The new Karnataka Private Conservancy Rules wants to give private persons permission to create private forests.

Will the Karnataka govts idea to have private forest land threaten wildlife Representational image of Nagarhole National Park| Pvp4789, via Wikimedia Commons
news Enviornment Saturday, June 23, 2018 - 15:28

The Karnataka government is toying the idea of having private wildlife reserves alongside existing reserved areas or national parks. And this has left many environmental activists in the state worried.

On the face of it, the new Karnataka Private Conservancy Rules wants to give private persons, (only those owning at least 100 acres of land adjoining to notified forests) permission to create private forests. The purpose of this, the government says, is to establish a safe corridor for wild animals between two forest areas.

According to The New Indian Express, the draft of The Karnataka Private Conservancy Rules, 2018 states that only 5% of the land can be used for building hotels or resorts, the rest of the area has to be kept for the flora and fauna. At the moment, the draft rules are not public, raising further suspicion on minds of wildlife enthusiasts.

Under existing rules, only farming and horticultural activities are allowed within 10 kilometre surrounding forest land.

The draft rules propose all existing forest, wildlife, and environmental laws will apply except for permitting tourist activity. The draft rules also suggest that in case of untoward incidents, no compensation will be given by the government and the resort owner will be held responsible.

Private forest areas are common in South Africa and Zimbabwe but many wildlife enthusiasts in Karnataka are of the opinion that these are not feasible under local conditions where there is rampant encroachment and irregularities. Even notified forest lands have not been spared.

They fear this would eventually lead to further encroachment of protected forest areas and also potentially increase chances of man-animal conflicts.

Not only activists, even some senior state forest department officials are firmly opposed to the move stating that this will only benefit the rich and the powerful while small-scale farmers won’t be benefited.

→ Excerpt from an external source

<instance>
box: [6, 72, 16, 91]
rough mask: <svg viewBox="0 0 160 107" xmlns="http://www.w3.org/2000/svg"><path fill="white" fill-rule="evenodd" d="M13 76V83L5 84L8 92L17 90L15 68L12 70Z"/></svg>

A senior officer from the department told TNM that prima facie the draft rules seem to be a way to circumvent existing rules and Supreme Court orders on conserving eco-sensitive zones.

“At the most, we can experiment and join some corridors like between Brahmagiri and Nagarhole where there is an estate. Maybe, that will perhaps be of use and enable free movement of animals. But then if this is done all around, then rich people can buy 200 acres of land, and plant some trees and ask permission to build resorts. This is not advisable at all. This seems like a circumvention of rules. We cannot make this as a policy,” the senior officer said.

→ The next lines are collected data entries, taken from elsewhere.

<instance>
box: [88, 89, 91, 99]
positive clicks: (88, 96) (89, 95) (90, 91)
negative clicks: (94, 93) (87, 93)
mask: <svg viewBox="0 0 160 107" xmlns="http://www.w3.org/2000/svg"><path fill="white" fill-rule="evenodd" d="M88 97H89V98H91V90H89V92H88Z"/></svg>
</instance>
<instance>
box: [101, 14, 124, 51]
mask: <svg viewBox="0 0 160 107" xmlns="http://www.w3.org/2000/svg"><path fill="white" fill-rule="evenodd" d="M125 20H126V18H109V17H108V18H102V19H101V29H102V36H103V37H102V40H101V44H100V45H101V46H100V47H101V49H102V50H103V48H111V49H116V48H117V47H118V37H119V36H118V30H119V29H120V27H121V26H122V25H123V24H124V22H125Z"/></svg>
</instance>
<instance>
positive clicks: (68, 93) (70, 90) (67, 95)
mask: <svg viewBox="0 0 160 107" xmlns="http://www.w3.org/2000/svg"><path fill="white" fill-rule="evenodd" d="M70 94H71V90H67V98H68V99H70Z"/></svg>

“Some politicians or their benamis own large parcels of lands adjoining protected areas, once owned by small farmers. But after these areas were notified as eco sensitive zones, they are not able to use these lands commercially. This new law is to legalise the existing regulations on land usage adjoining protected areas by the people in power,” an ecologist who has knowledge of the draft ruled told TNM on conditions of anonymity.

“Suppose a big resort is set up over five acres, and a lot of people come there, what will be the effect on wildlife? How safe is it to hold the private sector responsible for elephant corridors or places where there are recurrent man-animal conflicts?” the person added.

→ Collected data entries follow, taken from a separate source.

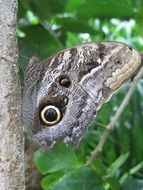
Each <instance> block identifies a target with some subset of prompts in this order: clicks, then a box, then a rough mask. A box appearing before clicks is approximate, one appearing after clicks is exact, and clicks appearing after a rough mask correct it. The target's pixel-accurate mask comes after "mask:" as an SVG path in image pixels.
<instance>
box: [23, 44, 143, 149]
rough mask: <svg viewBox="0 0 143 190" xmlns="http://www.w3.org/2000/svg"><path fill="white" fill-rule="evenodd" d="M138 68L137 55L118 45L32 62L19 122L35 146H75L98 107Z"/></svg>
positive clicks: (78, 48) (53, 56)
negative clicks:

Moreover, many feel infrastructural work in these eco-sensitive zones will inadvertently disturb existing wildlife.

According to sources, the idea was first proposed in 2016, and there were inter-departmental discussions.

“Last year the proposal came up within the department, and then it went to Law and Parliamentary Affairs department. Once it came back, many of us said that there is a need for open discussions on this as things were done in an opaque manner,” the forest officer added.

The officer added that to implement the rules, which are full of loopholes, will be difficult given that existing government managed forest cover in the state is shrinking year after year.

 Another eco-conservationist volunteer termed this as a “matter of shame”.

“They are inviting builders, resort owners, coffee sellers to own private forests because some minister has his land around the forest. The new draft has to come to public domain before it is notified. This is a scary scenario where the resort owner is made responsible for the safety of wildlife.”

However, another IFS officer of Deputy Conservator of Forest rank, said that regardless of the loopholes in the existing draft, it needs to be explored stating it is “much more practical”.

“We know what is happening in Bannerghatta, mining is happening right in the forest area. So these rules will try to achieve some sort of middle ground where we do not allow it to go fully commercial and at the same time ownership of the land remains with the owner but the forests are saved,” the officer said,

 A workshop will be held on Monday (June 25) where forest officials, resort owners, former forest conservators and volunteers will deliberate on the rules. To prevent further progress, in this case, activists have appealed to CM HD Kumaraswamy.

“We will have to consider the opinion of the experts, wildlife enthusiasts, and all those who are attending the workshop and a decision will be taken based on the talks. The majority opinion will be communicated to the government,” Sridhar Punnati, Principal Chief Conservator of Forests (Wildlife) told TNM.